Gaussian Process

Basic

For a given set of finite data points, there are potentially infinitely many functions that fit the data. We need to make assumptions about the underlying functions, otherwise the predicted function (colored dashed lines) could be wild. Gaussian processes is a powerful method to solve this fitting problem by assigning a probability to each of colored dashed line.

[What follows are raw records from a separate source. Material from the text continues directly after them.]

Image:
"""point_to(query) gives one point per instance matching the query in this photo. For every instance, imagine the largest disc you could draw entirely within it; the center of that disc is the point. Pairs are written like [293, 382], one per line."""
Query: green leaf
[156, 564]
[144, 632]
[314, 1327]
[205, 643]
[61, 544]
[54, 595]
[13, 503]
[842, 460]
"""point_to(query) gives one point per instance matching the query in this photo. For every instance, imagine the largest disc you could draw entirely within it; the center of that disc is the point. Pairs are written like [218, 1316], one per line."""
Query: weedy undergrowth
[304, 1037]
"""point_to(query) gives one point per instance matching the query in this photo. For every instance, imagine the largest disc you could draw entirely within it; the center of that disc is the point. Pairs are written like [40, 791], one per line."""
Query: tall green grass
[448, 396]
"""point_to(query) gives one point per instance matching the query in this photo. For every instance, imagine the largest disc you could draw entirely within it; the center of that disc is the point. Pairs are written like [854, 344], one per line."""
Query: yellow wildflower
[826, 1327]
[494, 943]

GP can predict the value of an unknown data and the confidence (uncertainty) about how much we can trust this value. The uncertainty directs us to add new data to the training set and presumably improves the prediction.

Functional view

We have a collection of input $\textbf{X} = [ \textbf{x} _ 1, \textbf{x} _ 2, \dots, \textbf{x} _ n ]^T \in \R^{n \times d}$ where $n$ is the number of training data and $d$ is the dimension of the feature. The input space $\textbf{x}_i$ is infinite and continuous in space with a fixed number of components ($\textbf{x} _ i = [x(1), x(2), \dots, x(d)]$). The corresponding output is $\textbf{y} = [y _ 1, y _ 2, \dots, y _ n]^T \in \R^{n \times 1}$.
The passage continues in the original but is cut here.